Ecrit par Laurent Maljan
Mon beau Merkel
Mon premier fusil fut un Merkel, à une époque où il y avait deux Allemagnes. Je me souviens que cela me faisait quelque chose de savoir que ce fusil avait été conçu dans la ville de Sühl, où étaient fabriqués les canons qui dévastèrent l’Europe.
C’était un juxtaposé car j’aimais cette disposition des canons qui montrait une certaine élégance, à la manière des fusils anglais de battue au faisan. Il me semblait également qu’il me serait plus facile de viser.
J’étais très jeune. Je venais d’avoir le fameux bac, et je travaillais chez un marchand de meubles de la région de Redon. Dès que je perçus mon salaire, je me rendis à l’armurerie. Je regardai les fusils, sans me soucier de la longueur des canons, de l’équilibre général de l’arme, sans me poser la question de savoir ce que j’allais tirer. Je voulais un juxtaposé, et le vendeur ne fit aucune difficulté à me vendre un juxtaposé. Il me mit l’arme dans les mains, me dit deux trois choses comme « c’est une très belle arme » ce qui était vrai, et je l’emportai, la plaçant au pied de mon lit, et allumant la lumière toutes les cinq minutes afin de mieux la regarder.
J’avais, jusque la, chassé dans mon petit pays, en communale, recherchant en priorité les gros faisans de lâcher, dont les belle plumes m’impressionnaient. Je ne dédaignais pas non plus les battues de renards où tous les chasseurs se retrouvaient. Les bécasses ne nous intéressaient pas, c’était un gibier d’appoint, ou de poche selon l’expression. D’ailleurs, il y avait très peu de chiens d’arrêt à Limerzel, en Bretagne.
Vous vous doutez que je rencontrai quelques difficultés avec le fusil. Ses canons étaient très choqués et très longs ce qui, pour un débutant, est une catastrophe. Cette année là, je fus bredouille, c’est ce que je raconte dans les contes du bois de Roz : www.journaldelaurentmaljan.fr.
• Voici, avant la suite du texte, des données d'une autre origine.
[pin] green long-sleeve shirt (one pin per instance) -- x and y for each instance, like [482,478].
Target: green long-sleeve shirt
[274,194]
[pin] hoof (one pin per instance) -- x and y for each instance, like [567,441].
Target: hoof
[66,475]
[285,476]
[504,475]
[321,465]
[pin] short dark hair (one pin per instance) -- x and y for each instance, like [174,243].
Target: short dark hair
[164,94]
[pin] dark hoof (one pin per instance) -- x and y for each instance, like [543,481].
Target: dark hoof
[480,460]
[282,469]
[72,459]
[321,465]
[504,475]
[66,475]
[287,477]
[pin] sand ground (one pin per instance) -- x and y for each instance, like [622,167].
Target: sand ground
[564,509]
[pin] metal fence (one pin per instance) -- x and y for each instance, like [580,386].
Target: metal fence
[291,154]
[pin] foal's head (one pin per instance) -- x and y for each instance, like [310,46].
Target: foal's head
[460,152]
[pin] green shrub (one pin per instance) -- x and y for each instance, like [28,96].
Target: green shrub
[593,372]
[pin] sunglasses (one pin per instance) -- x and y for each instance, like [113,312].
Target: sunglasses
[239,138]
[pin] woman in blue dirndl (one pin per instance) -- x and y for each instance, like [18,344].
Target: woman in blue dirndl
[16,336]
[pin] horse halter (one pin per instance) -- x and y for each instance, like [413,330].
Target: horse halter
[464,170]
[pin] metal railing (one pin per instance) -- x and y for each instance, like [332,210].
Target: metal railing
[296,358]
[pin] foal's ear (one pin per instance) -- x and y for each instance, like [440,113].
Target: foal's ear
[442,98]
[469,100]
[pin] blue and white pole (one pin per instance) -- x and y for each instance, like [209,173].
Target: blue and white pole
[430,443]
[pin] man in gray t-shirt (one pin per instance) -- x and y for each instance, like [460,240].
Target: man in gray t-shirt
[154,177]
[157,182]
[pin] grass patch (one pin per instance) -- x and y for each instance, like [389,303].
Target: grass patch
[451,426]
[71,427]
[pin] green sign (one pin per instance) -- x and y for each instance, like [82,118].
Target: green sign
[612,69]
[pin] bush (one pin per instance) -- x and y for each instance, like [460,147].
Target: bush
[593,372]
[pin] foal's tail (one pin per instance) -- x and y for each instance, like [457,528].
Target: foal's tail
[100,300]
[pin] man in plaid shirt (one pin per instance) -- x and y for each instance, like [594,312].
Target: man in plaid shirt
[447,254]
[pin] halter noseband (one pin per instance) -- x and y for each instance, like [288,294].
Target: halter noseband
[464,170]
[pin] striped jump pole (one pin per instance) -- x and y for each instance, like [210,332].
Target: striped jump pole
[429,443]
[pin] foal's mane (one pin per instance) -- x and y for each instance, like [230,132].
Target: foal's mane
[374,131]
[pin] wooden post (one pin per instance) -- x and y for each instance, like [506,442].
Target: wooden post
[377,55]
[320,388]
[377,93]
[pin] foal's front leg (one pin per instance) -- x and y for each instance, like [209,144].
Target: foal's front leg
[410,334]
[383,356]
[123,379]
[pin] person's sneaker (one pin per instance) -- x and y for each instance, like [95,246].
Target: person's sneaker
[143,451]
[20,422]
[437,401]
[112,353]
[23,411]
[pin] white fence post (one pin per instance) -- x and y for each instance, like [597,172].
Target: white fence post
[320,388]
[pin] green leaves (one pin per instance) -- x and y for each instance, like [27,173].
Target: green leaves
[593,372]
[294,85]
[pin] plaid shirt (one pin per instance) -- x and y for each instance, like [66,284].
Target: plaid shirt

La deuxième saison, je commençai à m’habituer à l’arme. Je fis surtout un progrès très important, involontaire au départ, qui fut de garder les yeux ouverts pour tirer. Je commençai également, à ce moment, à sentir l’équilibre général de l’arme et à mieux travailler mes angles de tir, surtout pour les rentrants. Je m’intéressai également à la bécasse qui abondait en novembre.
J’eus la chance de chasser à mes débuts avec les membres d’une famille de chasseurs qui avaient un setter. C’était incroyable d’observer ce chien se mettre en arrêt alors que nous ne connaissions que les cris et récris des beagles et griffons que nous menions. Le top pour nous était le chien qui menait en modulant ses aboiements selon le gibier qu’il poursuivait. Je me souviens d’un griffon appelé Miss qui aboyait toujours deux fois lorsqu’il rencontrait une bécasse.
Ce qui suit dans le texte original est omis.